O Ministério Público da área de Direitos Humanos e a defensoria Pública da área de Direitos Humanos pediram a suspensão das liminares de despejos das Ocupações Rosa Leão, Esperança e Vitória ordenadas pela juíza Luzia Divina, da 6ª Vara de Feitos da Fazenda Municipal, pois os proprietários da Granja Werneck não comprovaram ter a posse sobre os terrenos,  as propriedades não cumpriam a função social e há muitos direitos sociais das famílias que devem ser respeitados. Há uma série de ilegalidades jurídicas na documentação dos terrenos, além de que os terrenos estavam abandonados há muitas décadas.
Insistir em resolver problema social com polícia, com despejo forçado, só piora mil vezes o problema. Problema social se resolve de forma justa é com política e jamais com polícia.
Protocolamos uma Carta-ofício dia 24/11/2013 no Gabinete do Prefeito de BH pedindo reunião com ele para o dia de hoje, 28/11/2013. Avisamos que faríamos uma Grande Marcha a pé das Ocupações até a sede da PBH. Quando chegamos à sede da PBH, na Av. Afonso Pena, encontramos as portas da PBH trancadas com correntes muito grossas, e cadeados e correntes grossas cercando o alpendre da PBH na Av. Afonso Pena. Dentro da PBH, um monte de Guardas municipais e policiais militares.
Uma Comissão das Ocupações foi à porta da PBH na Av. Goiás e lá encontrou a porta trancada com correntes grossas e cadeados. Os Guardas municipais nos informaram que o expediente da PBH foi encerrado ao meio-dia e que o prefeito tinha dispensado todos os funcionários. Pressionamos para sermos recebidos conforme carta enviada há 4 dias atrás.
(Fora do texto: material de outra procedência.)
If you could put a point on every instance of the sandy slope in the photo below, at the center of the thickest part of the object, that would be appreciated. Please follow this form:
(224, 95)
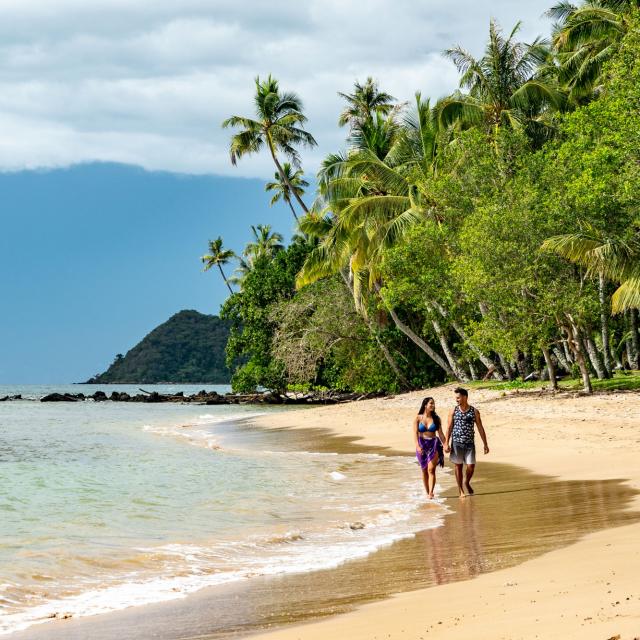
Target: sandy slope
(590, 589)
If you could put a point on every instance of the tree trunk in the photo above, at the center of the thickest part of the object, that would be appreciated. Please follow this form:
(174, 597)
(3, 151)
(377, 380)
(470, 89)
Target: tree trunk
(561, 359)
(604, 325)
(594, 356)
(486, 361)
(484, 310)
(388, 357)
(417, 340)
(225, 279)
(283, 176)
(293, 210)
(575, 342)
(551, 369)
(506, 366)
(451, 358)
(373, 331)
(634, 354)
(521, 364)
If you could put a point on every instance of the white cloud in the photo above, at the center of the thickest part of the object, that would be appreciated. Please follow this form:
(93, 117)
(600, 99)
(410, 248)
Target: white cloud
(149, 82)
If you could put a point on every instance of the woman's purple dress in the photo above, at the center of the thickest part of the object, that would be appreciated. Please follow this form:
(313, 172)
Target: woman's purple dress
(430, 446)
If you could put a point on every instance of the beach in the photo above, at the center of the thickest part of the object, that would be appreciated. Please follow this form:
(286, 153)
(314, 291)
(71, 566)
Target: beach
(588, 589)
(546, 548)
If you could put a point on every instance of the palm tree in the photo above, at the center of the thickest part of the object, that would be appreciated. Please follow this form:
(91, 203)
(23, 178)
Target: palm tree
(364, 103)
(617, 258)
(584, 38)
(218, 256)
(371, 198)
(281, 187)
(505, 87)
(265, 243)
(279, 126)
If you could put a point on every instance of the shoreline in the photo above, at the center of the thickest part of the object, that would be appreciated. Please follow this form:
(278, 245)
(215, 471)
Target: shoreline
(387, 428)
(584, 590)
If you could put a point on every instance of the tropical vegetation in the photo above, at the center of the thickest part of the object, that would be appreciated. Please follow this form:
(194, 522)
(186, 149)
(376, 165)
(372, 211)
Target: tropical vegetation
(490, 234)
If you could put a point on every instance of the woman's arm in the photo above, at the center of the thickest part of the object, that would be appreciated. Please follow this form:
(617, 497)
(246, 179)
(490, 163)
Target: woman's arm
(449, 427)
(415, 433)
(443, 439)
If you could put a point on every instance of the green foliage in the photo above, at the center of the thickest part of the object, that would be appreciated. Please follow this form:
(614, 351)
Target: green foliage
(187, 348)
(270, 280)
(458, 240)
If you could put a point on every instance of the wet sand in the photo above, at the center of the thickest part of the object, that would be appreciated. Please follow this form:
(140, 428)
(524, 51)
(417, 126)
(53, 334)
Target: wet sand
(514, 517)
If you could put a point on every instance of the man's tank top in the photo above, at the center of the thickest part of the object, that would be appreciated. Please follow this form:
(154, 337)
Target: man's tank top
(464, 425)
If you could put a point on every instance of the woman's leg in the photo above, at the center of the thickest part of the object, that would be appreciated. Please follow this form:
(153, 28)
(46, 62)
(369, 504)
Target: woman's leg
(425, 480)
(431, 467)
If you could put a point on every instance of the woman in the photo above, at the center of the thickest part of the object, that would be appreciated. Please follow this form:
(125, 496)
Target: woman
(430, 441)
Muitos funcionários da PBH e cidadãos/ãs que chegaram para trabalhar, ou para reuniões, ou para entregar documentos, não puderam entrar. Guardas municipais informavam que a PBGH estava fechada. Medo dos Pobres?
Após muita pressão do povo das ocupações, um funcionário entregou-nos um envelope dizendo que ali estava a resposta da PBH ao nosso pedido de reunião. Tratava-se de uma Nota à imprensa com várias mentiras.
Diz que rompeu o acordo com a Ocupação Rosa Leão, que prescrevia suspensão do despejo por tempo indeterminado, porque a Ocupação se expandiu. Não é verdade. A ocupação não se expandiu após termos firmado o acordo com o prefeito em 30/07/2013.
Diz também que funcionários da PBH foram barrados ao tentar fazer pré-cadastro. Não é verdade também. Ocorreu que os funcionários da URBEL chegaram lá com aviso apenas 30 minutos antes e queriam fazer cadastro. Assim todas as famílias que estavam trabalhando seriam excluídas, pois não seriam encontradas em seus barracos de lona preta. Isso não seria justo. Por isso entregamos uma lista de nomes de representantes de famílias contendo 1.527 nomes, segundo Ana Flávia, da URBEL, e, três dias após, a URBEL voltou com dezenas de funcionários e pré-cadastrou 1.502 famílias, 25 a menos do que a lista que tínhamos entregado no mesmo dia que a PBH exigiu. Essa é a verdade. Dizer que aumentou de 1.285 famílias para 1.502 é mentira. Além do mais, a Ocupação Rosa Leão retirou 99 famílias da área ambiental ao lado da Av. Atanásio Jardim, como parte do acordo com a PBH. Logo, a Ocupação Rosa Leão tem cumprido até aqui o acordado. Quem rompeu o acordo, o que é injusto, foi o prefeito Márcio Lacerda e a PBH.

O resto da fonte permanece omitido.